Dönem Ödevleri 2022-2023

Gazali’nin İktisat Felsefesi- Sabri Orman
Zahide Aydoğdu Akyar


İnsan Yayınları, İstanbul Ocak 2020, 171s.


Kitap Tanıtımı

Gazali çok yönlü bir düşünür olmakla birlikte felsefe ve tasavvuf alanındaki çalışmalarıyla tanınır. Fakat iktisat alanındaki çalışmaları çoğu zaman arka planda kalmıştır denilebilir. Aslında Gazali’nin iktisada bakış açısı oldukça farklıdır. Gazali’ye göre iktisat ne teorik açıdan ne pratik açıdan ilgilenecek bir alan değildir. İktisat, daha yüksek değer de bir ilgiyi hak eder düşüncesine sahiptir. Gazali’nin bu farklı iktisat anlayışını, ilk defa Türkiye’de bu kadar kapsamlı ele alan ve “Gazali’nin İktisat Felsefesi” kitabıyla Sabri Orman olmuştur.
Orman’ın 1982-84 yılları arasında hazırladığı bu doktora tezi muhtevası değişmeden yeni baskılara da imza atmıştır. Sabri Orman aynı zamanda İstanbul Üniversitesi İktisat mezunudur. Yine aynı üniversite de doktora çalışmasını tamamlamıştır. 1989- 1990 ders yılında ise London School of Economics and Political Science’da “Research Scholar” statüsünde çalışmalar da yapmıştır.

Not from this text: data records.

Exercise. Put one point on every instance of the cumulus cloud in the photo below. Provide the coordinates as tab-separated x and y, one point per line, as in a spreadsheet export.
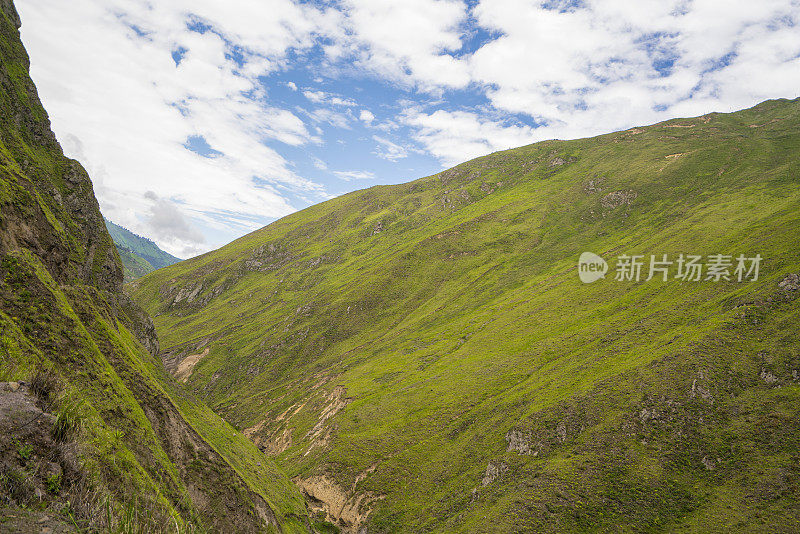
321	97
366	117
167	223
354	175
388	150
457	136
141	78
163	74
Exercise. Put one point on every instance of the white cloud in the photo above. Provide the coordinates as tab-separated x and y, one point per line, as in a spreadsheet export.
133	120
408	42
457	136
354	175
321	97
466	79
388	150
366	116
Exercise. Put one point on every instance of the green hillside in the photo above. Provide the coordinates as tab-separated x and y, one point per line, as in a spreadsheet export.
94	435
139	255
424	357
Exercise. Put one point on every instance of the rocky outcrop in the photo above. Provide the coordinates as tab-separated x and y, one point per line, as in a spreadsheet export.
346	509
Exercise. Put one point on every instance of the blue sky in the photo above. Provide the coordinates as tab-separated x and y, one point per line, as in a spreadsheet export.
202	120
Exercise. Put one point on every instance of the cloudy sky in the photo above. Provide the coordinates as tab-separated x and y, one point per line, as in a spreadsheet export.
201	120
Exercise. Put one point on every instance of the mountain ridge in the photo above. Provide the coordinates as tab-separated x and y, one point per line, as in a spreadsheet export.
139	255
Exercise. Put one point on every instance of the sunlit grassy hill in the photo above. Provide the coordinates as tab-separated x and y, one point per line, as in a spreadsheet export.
424	357
94	435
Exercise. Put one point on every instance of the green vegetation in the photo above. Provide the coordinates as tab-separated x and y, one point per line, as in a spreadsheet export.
91	427
139	255
426	351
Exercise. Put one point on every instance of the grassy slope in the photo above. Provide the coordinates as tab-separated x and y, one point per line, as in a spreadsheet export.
450	310
139	255
61	309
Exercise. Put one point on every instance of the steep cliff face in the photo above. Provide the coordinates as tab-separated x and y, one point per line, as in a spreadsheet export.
114	443
48	204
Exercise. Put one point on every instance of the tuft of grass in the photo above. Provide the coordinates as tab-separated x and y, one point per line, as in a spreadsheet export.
47	386
69	420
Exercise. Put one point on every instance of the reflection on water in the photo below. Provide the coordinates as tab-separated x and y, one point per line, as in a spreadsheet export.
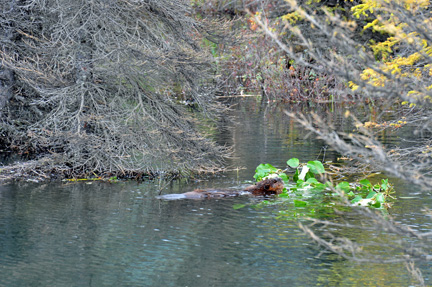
100	234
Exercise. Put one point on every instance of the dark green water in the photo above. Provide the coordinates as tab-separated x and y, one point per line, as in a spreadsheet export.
100	234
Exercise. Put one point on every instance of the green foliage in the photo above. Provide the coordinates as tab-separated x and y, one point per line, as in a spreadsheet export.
306	195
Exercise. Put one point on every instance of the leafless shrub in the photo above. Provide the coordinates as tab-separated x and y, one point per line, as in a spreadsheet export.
94	82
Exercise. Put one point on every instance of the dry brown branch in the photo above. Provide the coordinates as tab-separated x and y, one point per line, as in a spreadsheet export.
96	82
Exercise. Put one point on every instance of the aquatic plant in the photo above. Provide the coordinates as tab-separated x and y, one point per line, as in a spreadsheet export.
310	180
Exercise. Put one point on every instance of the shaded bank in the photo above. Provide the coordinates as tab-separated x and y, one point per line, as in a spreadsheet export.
96	87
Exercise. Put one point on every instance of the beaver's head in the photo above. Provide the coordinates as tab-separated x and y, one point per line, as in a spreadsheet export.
268	187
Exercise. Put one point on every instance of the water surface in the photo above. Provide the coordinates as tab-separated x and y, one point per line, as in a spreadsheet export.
101	234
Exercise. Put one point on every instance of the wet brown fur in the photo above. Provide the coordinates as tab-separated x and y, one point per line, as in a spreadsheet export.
265	187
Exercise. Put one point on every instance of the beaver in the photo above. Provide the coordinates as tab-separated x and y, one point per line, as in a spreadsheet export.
265	187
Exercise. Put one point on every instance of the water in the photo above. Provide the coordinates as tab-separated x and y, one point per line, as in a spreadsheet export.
101	234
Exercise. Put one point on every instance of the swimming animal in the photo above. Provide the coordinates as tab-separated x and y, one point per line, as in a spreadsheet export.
267	187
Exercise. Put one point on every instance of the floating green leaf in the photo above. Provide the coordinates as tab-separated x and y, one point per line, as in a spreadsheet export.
300	203
316	166
343	186
293	162
263	170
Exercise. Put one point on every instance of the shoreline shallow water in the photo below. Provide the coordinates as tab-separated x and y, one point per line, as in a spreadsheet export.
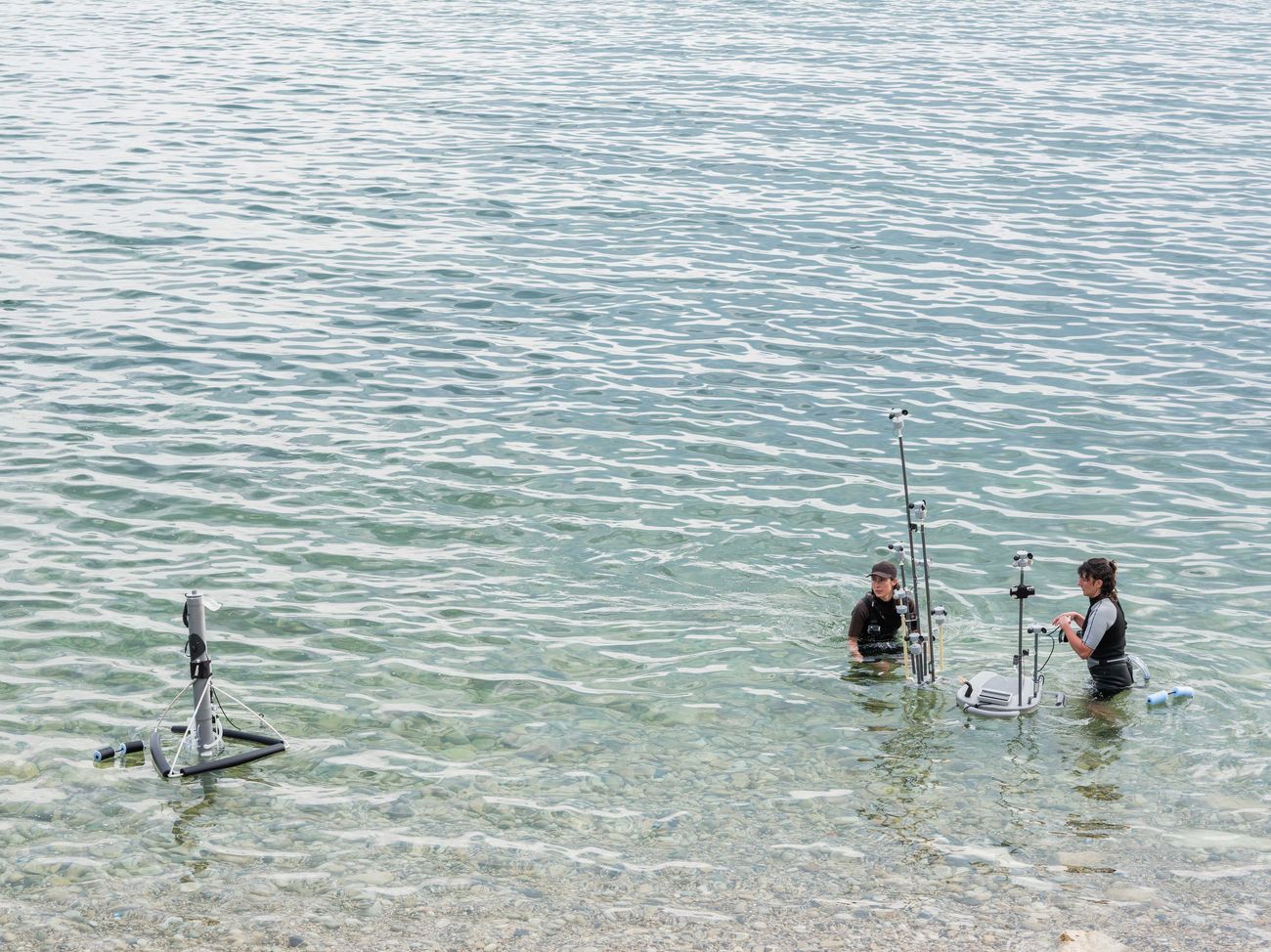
516	376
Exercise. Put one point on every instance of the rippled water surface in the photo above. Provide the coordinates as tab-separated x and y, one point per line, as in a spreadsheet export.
516	376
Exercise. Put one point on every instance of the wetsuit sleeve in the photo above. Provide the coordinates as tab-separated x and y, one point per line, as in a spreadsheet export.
859	619
1097	623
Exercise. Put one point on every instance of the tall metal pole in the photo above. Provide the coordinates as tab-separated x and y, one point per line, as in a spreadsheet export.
1020	656
920	508
898	422
201	673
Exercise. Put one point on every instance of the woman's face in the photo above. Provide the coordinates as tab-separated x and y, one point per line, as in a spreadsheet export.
882	586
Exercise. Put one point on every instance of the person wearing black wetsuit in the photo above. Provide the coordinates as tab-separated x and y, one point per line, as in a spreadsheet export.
1098	635
877	627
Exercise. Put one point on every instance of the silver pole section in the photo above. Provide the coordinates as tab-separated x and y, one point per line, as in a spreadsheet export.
199	664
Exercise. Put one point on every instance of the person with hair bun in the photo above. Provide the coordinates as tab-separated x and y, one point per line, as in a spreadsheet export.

Özelde Gazali’nin iktisat felsefesini konu alsa da genel anlamda fıkhı, ekonomik birçok konuya da değinilmiş çalışma ile karşı karşıyayız. Kitap giriş ve sonuç bölümü hariç dört bölümden oluşmaktadır. Giriş bölümde çalışmanın daha doğru ifadeyle doktora tezinin konusu, alanı, amacı, sınırlama ve metodolojisinden ve ayrıca plandan bahsedilmiştir.

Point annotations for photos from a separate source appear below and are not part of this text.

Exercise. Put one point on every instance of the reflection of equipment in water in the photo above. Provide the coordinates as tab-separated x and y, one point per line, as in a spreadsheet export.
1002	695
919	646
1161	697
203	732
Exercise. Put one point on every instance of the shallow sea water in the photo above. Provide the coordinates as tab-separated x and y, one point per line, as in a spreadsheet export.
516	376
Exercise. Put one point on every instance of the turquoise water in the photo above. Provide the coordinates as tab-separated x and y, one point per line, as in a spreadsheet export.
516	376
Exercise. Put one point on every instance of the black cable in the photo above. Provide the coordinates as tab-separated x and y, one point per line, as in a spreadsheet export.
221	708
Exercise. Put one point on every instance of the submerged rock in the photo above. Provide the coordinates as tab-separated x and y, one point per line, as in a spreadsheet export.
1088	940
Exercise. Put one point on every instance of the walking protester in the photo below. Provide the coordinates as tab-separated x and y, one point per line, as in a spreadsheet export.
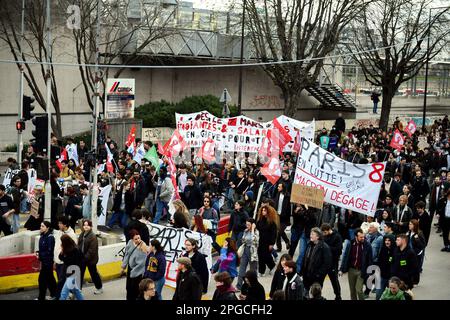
224	288
134	264
404	261
46	278
402	214
164	192
356	258
252	290
64	228
207	212
267	224
292	286
147	290
189	286
88	245
384	262
155	266
303	221
71	257
228	260
237	222
249	249
318	260
283	205
417	242
334	241
444	220
198	262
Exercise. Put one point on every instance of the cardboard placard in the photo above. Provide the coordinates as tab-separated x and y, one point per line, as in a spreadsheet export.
307	195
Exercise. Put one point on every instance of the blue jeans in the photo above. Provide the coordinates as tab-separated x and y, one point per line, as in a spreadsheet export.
71	286
160	206
296	237
159	285
118	216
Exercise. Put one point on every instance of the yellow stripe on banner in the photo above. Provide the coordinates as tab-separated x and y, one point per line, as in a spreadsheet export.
9	284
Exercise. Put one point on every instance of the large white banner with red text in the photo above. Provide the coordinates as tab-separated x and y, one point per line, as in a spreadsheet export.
345	184
237	134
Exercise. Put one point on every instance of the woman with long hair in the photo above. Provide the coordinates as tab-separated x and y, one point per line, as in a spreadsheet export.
45	256
228	260
418	243
155	266
268	225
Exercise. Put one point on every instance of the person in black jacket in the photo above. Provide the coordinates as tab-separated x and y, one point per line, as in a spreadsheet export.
317	262
404	261
267	225
384	262
283	206
198	261
189	285
224	288
252	290
293	286
334	240
45	256
137	225
357	257
237	222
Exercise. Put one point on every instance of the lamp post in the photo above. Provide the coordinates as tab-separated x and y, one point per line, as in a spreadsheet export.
427	65
241	60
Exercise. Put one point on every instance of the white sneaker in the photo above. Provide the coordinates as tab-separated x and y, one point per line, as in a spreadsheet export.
98	291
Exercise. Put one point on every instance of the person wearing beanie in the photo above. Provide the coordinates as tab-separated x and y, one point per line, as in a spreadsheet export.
189	286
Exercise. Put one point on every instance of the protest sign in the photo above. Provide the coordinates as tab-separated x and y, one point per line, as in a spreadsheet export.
345	184
307	195
172	240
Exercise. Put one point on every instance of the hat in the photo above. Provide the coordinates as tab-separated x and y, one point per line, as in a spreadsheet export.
185	260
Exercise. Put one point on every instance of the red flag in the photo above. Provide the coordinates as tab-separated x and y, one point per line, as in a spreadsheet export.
207	151
411	128
271	170
175	145
397	140
63	156
131	137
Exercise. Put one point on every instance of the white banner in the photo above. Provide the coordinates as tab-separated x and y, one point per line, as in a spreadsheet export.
345	184
172	240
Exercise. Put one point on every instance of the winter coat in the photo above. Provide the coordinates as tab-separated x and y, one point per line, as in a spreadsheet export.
189	286
88	244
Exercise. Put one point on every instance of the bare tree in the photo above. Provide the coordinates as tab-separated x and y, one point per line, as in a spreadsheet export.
284	30
401	28
122	39
33	48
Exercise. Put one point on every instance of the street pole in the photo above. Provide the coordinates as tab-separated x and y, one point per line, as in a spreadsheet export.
48	102
94	189
241	60
426	72
20	113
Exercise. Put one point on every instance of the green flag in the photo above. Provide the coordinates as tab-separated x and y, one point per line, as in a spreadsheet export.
152	156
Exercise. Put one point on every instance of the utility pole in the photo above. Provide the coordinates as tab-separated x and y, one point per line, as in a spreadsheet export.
48	102
20	112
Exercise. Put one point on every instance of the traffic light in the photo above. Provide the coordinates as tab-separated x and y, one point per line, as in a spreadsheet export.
27	108
41	133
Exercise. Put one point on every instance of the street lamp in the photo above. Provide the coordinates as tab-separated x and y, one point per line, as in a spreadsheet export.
427	65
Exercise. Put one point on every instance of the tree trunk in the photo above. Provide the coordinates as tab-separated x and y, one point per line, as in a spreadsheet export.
291	102
386	103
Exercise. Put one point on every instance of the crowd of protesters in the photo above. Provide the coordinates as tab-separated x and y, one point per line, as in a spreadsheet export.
331	241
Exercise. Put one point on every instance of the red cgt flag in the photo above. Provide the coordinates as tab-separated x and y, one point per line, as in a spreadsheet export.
397	140
272	170
411	128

Konu olarak Gazali’nin iktisadi düşünce yönüne değinildiğini ve burada ince detaylara yer verildiği ifade ediliyor. Alanda ise; “Din ve İktisat İlişkilerine Toplu Bir Bakış” ana başlığıyla konuya açıklık getirilmiştir. Bu ana başlık altında toplanan değerli diğer iki başlık da şunlardır; “Tarihi Sosyolojik Açıdan Din ve İktisat İlişkileri” ve “İktisadi Düşünce Tarihi Açısından Din ve İktisat İlişkileri” Bir diğer alt başlık ise “Orta Çağ Avrupa İktisadi Düşüncesi: Skolastikler”dir. Burada üzerine durulan ve hedeflenen konu ise Gazali’nin de içinde yer aldığı İslam dünyasının iktisadi düşünce tarihini aydınlığa çıkarmaya çalışmaktır.

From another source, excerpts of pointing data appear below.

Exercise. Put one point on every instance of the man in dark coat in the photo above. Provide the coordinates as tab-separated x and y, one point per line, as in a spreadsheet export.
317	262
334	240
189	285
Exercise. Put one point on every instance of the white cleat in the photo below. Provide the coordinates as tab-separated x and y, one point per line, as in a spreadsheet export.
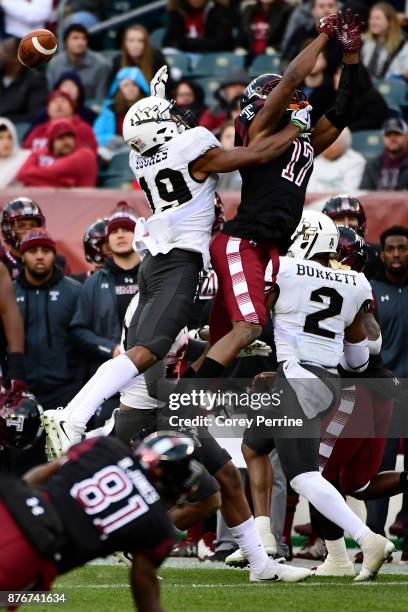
330	567
238	559
61	434
376	549
279	572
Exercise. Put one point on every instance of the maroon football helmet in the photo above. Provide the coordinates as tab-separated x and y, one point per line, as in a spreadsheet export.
259	88
20	208
352	248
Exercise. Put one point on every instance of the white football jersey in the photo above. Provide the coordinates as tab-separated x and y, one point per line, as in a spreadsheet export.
314	306
182	208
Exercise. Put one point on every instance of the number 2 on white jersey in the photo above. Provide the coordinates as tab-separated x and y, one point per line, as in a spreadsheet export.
289	171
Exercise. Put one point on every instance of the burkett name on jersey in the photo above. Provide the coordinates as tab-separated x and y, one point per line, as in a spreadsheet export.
331	275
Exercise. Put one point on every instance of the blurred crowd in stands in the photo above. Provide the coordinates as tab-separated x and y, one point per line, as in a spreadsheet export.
61	127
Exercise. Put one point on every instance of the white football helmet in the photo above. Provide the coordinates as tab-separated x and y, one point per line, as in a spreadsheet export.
316	234
150	123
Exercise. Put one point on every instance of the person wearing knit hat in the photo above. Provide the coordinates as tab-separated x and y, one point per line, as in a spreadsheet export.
47	300
129	86
60	106
105	297
38	237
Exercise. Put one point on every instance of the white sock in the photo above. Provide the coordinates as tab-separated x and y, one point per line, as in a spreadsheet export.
263	527
327	500
108	379
337	550
250	543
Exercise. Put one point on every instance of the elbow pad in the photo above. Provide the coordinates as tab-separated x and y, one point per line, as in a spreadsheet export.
341	113
374	346
355	357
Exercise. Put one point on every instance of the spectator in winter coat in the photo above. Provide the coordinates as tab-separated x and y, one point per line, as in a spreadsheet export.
92	67
198	26
389	171
12	156
105	296
370	108
23	16
47	302
60	106
22	91
128	87
138	52
292	46
63	163
339	166
262	26
232	86
71	84
190	97
385	50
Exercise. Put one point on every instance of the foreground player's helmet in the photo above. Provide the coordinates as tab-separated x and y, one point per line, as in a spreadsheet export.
315	235
94	239
259	88
352	248
167	457
20	208
346	206
20	421
152	122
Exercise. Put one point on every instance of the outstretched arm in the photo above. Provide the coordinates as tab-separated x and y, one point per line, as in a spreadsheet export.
338	117
220	160
279	99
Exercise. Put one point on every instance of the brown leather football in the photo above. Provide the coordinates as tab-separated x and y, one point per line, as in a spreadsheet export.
37	47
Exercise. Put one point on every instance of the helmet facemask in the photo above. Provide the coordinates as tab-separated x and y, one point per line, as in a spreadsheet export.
151	123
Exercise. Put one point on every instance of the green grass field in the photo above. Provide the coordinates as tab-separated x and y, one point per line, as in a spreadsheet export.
103	588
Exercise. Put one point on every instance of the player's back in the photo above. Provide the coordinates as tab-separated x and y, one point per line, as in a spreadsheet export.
314	307
106	503
182	207
272	194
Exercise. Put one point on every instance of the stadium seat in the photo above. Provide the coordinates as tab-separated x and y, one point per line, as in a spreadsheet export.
118	172
218	64
180	61
22	129
209	86
395	92
156	37
265	63
368	143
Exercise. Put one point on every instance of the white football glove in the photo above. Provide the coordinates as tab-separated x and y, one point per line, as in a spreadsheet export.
302	119
256	349
158	83
201	334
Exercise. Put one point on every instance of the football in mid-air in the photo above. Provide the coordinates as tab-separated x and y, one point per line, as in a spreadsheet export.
37	47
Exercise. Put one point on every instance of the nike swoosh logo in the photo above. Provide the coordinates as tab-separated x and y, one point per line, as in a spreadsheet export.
61	424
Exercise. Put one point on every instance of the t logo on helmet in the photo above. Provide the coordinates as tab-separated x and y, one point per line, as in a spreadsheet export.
17	422
307	230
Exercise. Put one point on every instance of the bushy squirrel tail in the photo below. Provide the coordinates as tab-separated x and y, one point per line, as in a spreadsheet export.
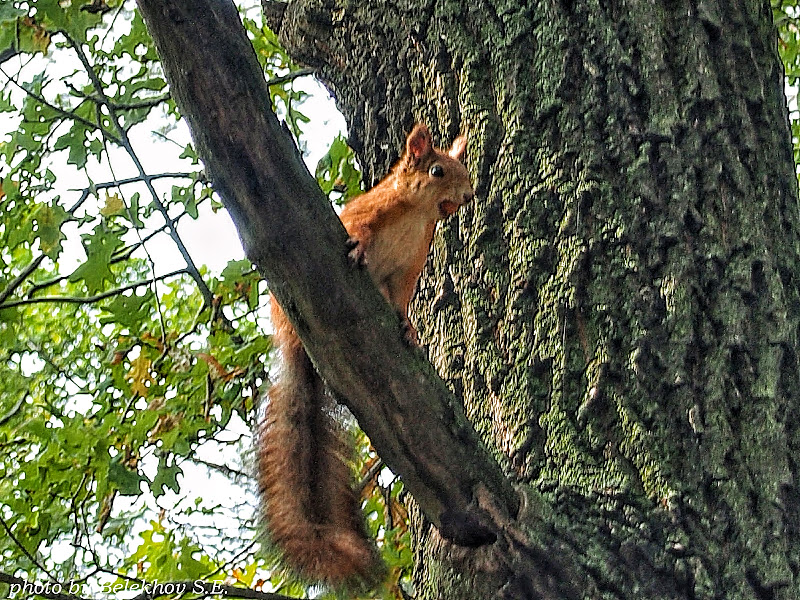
312	512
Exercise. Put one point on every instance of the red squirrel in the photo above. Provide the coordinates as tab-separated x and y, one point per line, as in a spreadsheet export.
312	511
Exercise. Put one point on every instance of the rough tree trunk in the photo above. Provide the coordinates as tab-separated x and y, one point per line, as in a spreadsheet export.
618	310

Amaç kısmında ise çalışmanın genel hatlarına değinilmiştir. Amaç, aslında toplum tarihi alanında hafızaları diri tutmakla neleri kaybedip neleri kazanabileceğini göstermektir. Toplumların tarihi bireylerin hafızası gibi görülmüştür. Daima dinç ve tazelenmesi gerektiğini savunarak mazideki değer ekolleri, bilim insanlarımızı ve daha birçok meziyetimizi elde tutmanın getirdiği güzelliklerden bahsedilmiştir.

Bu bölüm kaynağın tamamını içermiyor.